Yearn Finance confirmed an active exploit targeting its yETH product on Sunday after an attacker executed an unlimited token minting attack. The incident occurred around 21:11 UTC on November 30, 2025.
Blockchain data shows the attacker minted approximately 235 trillion yETH tokens in a single transaction. The malicious wallet then used these tokens to drain real assets from Balancer liquidity pools.
The exploit specifically targeted yETH, an index token consisting of various Ethereum Liquid Staking Derivatives. The attacker removed primarily ETH and liquid staking tokens from the affected pools.
Early estimates suggest the attacker profited around 1,000 ETH, worth approximately $2.8 to $3 million. The stolen funds were quickly routed through Tornado Cash, a cryptocurrency mixer used to obscure transaction trails.
Nansen’s alert system confirmed the attack as an infinite-mint vulnerability in the yETH token contract. The vulnerability did not affect Yearn’s main Vault infrastructure.
Yearn Finance issued a statement confirming that its V2 and V3 Vaults remain secure and unaffected by the exploit. The vulnerability appears limited to the legacy yETH implementation.
The protocol’s Total Value Locked remains above $600 million, according to CoinGecko data. This suggests the core systems were not compromised during the attack.

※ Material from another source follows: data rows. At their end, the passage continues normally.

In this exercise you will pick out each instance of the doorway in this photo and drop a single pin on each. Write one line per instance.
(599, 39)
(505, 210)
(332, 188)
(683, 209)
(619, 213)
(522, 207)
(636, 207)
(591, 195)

The exploit involved several newly deployed smart contracts that self-destructed after the transaction. These helper contracts were deployed minutes before the incident to obscure the attacker’s trail.
Prior to the attack, the yETH pool had a total value around $11 million, according to Dexscreener data. The total financial losses remain under investigation.
The incident marks another security breach for Yearn Finance, which suffered a hack in 2021 affecting its yDAI vault. That attack resulted in $11 million in losses, with the hacker taking $2.8 million.
YFI’s price spiked sharply following the exploit, climbing from near $4,080 to over $4,160 within an hour. The move came despite negative headlines surrounding the security breach.
Market analysts attribute the price spike to a short squeeze. Initial reports of a “Yearn exploit” prompted traders to open short positions on YFI.
When traders learned the attack was isolated to yETH and not Yearn’s main Vaults, short-sellers began covering positions. This triggered rapid buying pressure and volatility-driven price movement.
YFI’s circulating supply stands at only 33,984 tokens, making it one of the most illiquid major DeFi governance assets. This structure amplifies price movements during periods of uncertainty.
Derivatives data showed elevated funding volatility immediately after the exploit alert. For now, losses appear contained to the yETH and Balancer pools touched by the exploit.